The tub fills with warm water. Bubbles building slowly. The smell of honey and tea tree mingle together in a pleasant way.
After a long week of toddler illness, husband working, and 34 weeks pregnancy malaise, I'm ready to take some time. Dearest daughter is napping finally. Her attitude snappy and fierce from not feeling well. My patience and grace is waning after the five millionth "no" or "humpf". Take time to recharge.
Taking time has never come naturally to me. Being a servant and a doer has never allowed those thoughts to enter my mind. Something has changed.
The Lord put me in a place of complete surrender. Surrender to other's doing for me. Which killed my pride. Surrender to letting go of my schedule and lists of things to do. Which pained me to the core. Surrender to the Lord. Which opened a floodgate of everything.
We went to the hospital at 19 weeks 6 days because I was having contractions and bleeding. Fearful we waited for the diagnosis. "Threatened miscarriage", "placenta previa", and "group B strep infection" all were thrust into our minds.
We also found out our sweet baby is a girl. Amelia Emerson we decided would be her name. Amelia-industrious leader and Emerson-brave.
We were released 24 hours later after being watched all night. Bed rest was the course of action. We had a long 11 weeks of this pregnancy looking at the walls of our house and the inside of doctors office and a few more trips to the hospital to boot.
Lots of time spent crying. Lots of time spent worrying. But the Lord turns things around.

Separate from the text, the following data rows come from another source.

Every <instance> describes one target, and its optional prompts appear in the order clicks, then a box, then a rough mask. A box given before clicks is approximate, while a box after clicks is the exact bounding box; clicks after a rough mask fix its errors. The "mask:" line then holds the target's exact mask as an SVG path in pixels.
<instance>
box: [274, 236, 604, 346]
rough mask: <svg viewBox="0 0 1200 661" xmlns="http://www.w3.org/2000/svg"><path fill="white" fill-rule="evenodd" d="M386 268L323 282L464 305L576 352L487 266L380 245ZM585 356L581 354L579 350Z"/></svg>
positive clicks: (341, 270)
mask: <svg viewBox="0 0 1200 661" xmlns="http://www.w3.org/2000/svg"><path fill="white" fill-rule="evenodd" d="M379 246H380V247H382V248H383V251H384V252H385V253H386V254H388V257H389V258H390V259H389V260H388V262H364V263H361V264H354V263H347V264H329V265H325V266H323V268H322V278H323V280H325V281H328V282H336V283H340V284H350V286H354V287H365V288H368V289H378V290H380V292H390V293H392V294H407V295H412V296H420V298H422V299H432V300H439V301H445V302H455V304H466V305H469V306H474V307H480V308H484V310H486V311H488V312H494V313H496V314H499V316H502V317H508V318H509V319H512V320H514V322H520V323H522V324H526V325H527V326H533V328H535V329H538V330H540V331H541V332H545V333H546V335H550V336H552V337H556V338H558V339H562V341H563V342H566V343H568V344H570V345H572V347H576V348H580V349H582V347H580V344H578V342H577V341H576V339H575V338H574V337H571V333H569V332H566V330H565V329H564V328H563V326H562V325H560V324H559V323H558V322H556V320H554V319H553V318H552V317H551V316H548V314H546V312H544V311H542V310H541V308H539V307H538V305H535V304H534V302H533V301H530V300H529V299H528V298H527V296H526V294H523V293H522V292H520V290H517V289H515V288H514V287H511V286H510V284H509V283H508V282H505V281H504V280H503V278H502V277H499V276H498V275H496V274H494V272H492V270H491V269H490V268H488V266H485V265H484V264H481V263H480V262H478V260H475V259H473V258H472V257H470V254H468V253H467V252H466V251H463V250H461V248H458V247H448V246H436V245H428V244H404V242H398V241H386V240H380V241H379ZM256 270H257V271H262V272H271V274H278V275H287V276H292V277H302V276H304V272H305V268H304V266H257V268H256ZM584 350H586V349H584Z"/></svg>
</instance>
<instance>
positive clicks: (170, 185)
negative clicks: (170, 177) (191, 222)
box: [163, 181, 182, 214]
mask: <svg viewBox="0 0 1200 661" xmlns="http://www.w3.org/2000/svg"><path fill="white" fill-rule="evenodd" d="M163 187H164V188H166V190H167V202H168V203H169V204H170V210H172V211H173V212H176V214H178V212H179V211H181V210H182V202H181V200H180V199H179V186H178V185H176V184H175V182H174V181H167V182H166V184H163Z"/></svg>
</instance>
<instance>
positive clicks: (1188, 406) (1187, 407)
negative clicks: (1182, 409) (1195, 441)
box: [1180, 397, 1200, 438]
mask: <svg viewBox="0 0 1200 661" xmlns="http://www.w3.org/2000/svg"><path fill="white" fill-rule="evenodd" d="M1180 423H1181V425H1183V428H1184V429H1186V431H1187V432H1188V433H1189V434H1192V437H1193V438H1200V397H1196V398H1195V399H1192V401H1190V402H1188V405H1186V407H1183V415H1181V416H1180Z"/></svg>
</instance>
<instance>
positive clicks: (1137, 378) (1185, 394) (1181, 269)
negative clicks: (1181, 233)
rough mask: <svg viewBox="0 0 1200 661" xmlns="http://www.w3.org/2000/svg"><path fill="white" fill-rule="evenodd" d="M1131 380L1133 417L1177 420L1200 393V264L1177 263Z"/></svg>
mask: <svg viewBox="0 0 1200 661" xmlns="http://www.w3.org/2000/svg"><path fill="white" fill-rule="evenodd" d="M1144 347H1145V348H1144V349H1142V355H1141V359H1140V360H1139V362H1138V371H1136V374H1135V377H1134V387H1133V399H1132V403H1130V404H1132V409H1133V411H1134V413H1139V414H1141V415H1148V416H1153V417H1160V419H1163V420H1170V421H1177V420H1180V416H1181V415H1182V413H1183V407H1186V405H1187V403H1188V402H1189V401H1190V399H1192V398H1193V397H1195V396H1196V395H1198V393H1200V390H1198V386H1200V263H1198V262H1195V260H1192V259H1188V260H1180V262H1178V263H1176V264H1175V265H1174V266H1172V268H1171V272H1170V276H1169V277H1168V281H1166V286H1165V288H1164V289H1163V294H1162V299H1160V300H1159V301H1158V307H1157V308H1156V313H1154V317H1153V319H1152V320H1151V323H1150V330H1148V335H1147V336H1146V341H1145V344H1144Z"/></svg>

Now on the other side of things with a little more activity, I'm craving those moments. That time I take to just be. In those moments, I have alone time. Not just with myself, but with the Lord. Being has allowed me to learn to connect with a new facet of my relationship with Jesus.
So as I look at the mess strewn all over the bathroom floor. The toilet that needs to be scrubbed. The millions of other things I could do while my daughter naps. I take time to worship and dialogue while in the state of being.
And that's what our relationship was supposed to be all along. No agenda, no deadline, no power meetings to list off my requests. Just a quiet space to talk about whatever may come up. To seek His face, not His hand. These moments I will treasure forever. Time well spent with the Father of all. The Father of me.